More Irreversible Malware
In 2012 there was a surge in popularity and quality of ransomware malware, which encrypts your data and holds it for ransom. The availability of public key cryptography and clever command and control mechanisms has made it exceptionally hard, if not impossible to reverse the damage. Over the coming year it is expected that more attacks which, for IT professionals, will place a greater focus on behavioural protection mechanisms as well as system hardening and backup/restore procedures. The most recent high profile example was in November, when Hacked Go Daddy sites were infecting users.

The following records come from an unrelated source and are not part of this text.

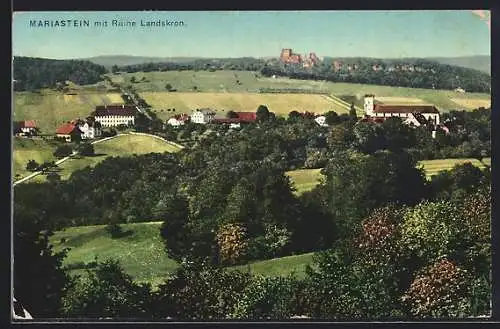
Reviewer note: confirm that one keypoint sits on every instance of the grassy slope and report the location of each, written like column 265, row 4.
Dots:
column 119, row 146
column 51, row 108
column 141, row 253
column 143, row 256
column 26, row 149
column 225, row 81
column 306, row 179
column 281, row 104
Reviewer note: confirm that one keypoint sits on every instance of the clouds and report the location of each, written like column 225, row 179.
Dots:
column 484, row 15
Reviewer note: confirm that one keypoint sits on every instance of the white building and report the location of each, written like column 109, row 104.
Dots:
column 404, row 111
column 202, row 116
column 178, row 120
column 90, row 129
column 321, row 120
column 115, row 115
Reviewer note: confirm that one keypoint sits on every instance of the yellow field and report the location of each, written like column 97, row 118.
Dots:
column 401, row 100
column 281, row 104
column 472, row 103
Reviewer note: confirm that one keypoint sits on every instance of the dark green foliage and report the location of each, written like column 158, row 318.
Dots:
column 198, row 291
column 40, row 281
column 63, row 151
column 106, row 291
column 36, row 73
column 32, row 165
column 357, row 183
column 86, row 149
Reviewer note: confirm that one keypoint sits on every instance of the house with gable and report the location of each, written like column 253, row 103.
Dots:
column 178, row 120
column 69, row 131
column 90, row 128
column 25, row 128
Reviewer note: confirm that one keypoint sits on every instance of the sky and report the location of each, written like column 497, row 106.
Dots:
column 378, row 34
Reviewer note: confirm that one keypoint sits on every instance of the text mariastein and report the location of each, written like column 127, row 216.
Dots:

Attack toolkits with premium features
Cybercriminals are investing big in toolkits like the Black hole exploit kit. That investment has resulted in features such as scriptable web services, APIs, malware quality assurance platforms, anti-forensics, slick reporting interfaces, and self-protection mechanisms. 2013 is expected to bring about continued evolution as such kits pick up premium features that appear to make it a snap to access ever-more comprehensive, high-quality, malicious code.
Better Expoit Mitigation
Even as the number of vulnerabilities appeared to increase in 2012 including every Java plug-in released for the past eight years exploiting them became more difficult as operating systems modernized and hardened. The report also credits ready availability of data execution protection (DEP), address space layout randomisation, sandboxing, more restricted mobile platforms and new trusted boot mechanisms (among others) for making it tougher to exploit the growing number of vulnerabilities. While we’re not expecting exploits to simply disappear, we could see this decrease in vulnerability exploits offset by a sharp rise in social engineering attacks across a wide array of platforms.
Integration, privacy and security challenges
Mobile devices and applications like social media became more integrated in 2012. Combine that with new integrated technologies, such as near field communication (NFC) as well as increasingly clever uses of GPS to pinpoint us in real life, and what you get are new chances for cybercriminals to prey on our security and/or privacy. It's true for mobile devices, of course, but it doesn't disappear for computing in general, the report says. In 2013, watch for new attacks built on top of such technologies.